I am a 2009 graduate of Conemaugh Valley High School. I was one of the fortunate ones who was able to find employment with a local company despite the economic downturn and high unemployment rate. I have been able, thus far, to start building a future in my hometown.
When I heard that my alma mater was going to build a new school, and the company that I work for was going to bid on this project, it made me feel proud that I may have a chance to work on a project where I spent my school years. But to my disappointment, I found out that my employer could not bid on this project due to criteria set forth in a project stabilization agreement.
It is very disturbing to know that this work will probably be done by a company from out of town and that taxpayers’ dollars will leave the area.
I feel this was a very unfair decision on the parties involved.
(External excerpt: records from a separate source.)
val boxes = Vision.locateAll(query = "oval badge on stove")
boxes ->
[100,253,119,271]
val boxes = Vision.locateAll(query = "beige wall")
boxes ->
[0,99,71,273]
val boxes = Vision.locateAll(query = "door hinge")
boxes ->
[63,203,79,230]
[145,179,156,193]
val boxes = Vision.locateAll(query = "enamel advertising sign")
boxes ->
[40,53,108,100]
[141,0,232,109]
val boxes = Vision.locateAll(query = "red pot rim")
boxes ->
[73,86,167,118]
It eliminated competitive prices to the school district and restricted the opportunity for companies to work in their local area.
Editor’s note: We asked the Conemaugh Valley school board for response, which follows:
Criteria sets standards for building trades
The Conemaugh Valley School District is, in fact, engaged in constructing a new elementary school building. After many months of planning, one of the key decisions made by the district was to enter into a project stabilization agreement with the Johnstown Building and Construction Trades Council.
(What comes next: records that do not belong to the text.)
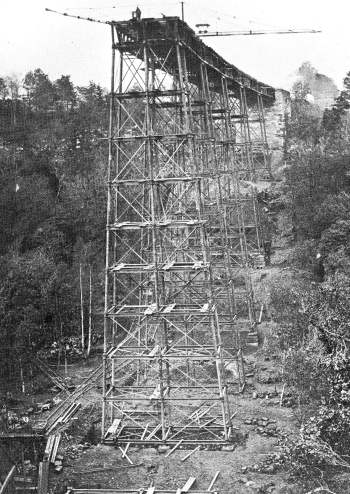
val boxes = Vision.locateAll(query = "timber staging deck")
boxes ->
[111,17,275,104]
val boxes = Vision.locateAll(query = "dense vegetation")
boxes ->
[0,63,350,484]
[270,68,350,478]
[0,69,108,372]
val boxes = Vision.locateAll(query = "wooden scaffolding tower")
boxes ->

Since this building will cost in excess of $10 million, we felt it was prudent to make every effort to have highly skilled craftsmen on the project.
The district believes that this agreement will help ensure that this project can be completed on time and within budget.
The criteria set forth in this agreement is meant to identify contractors that meet certain levels of experience, skill and training for their affiliated craftsmen. The agreement also comes with a guarantee from the contractors and building trades craftsmen that provides standards for a safe, diverse, drug-free work force at our project.
There are numerous local companies that will meet the criteria set forth in this agreement. We fully expect that many local companies will be bidding on this project.
The district believes the competitive economic conditions and the abundance of highly skilled professionals in the region will result in a top-notch learning facility for our students and an asset that our community will be proud of.
President, Conemaugh Valley School Board
Trojans staff recognized son’s gift
I would like to express my heartfelt appreciation to Tony Penna Jr., Nate Harfield and the entire staff of the Greater Johnstown football program.
My son has a disability and wanted to use his gift for statistics and the love of sports to help a high school sporting program.
He approached two other local school districts, asking for a volunteer position, without any success.
Then Harfield recognized my son’s passion and approached Tony Penna Jr., asking if there was room on the staff for a volunteer statistics person. Penna was quick with a response, and my son has been assisting the Greater Johnstown football team this season.
The staff has welcomed my son as part of the Trojans football family, and my family and I are proud to sit in the bleachers and cheer for the players every Friday night. They are a team to be respected. My son comes home from every game and we talk about the heart and soul of the team and staff.
I cannot thank the staff enough for making a young man’s dream come true. They have made my son’s dream job a reality.
Throughout the week, my son will research the Trojans football program and share his results with the coaches and staff.
I could not have asked for a more caring and understanding high school sports program to help my son reach his dream.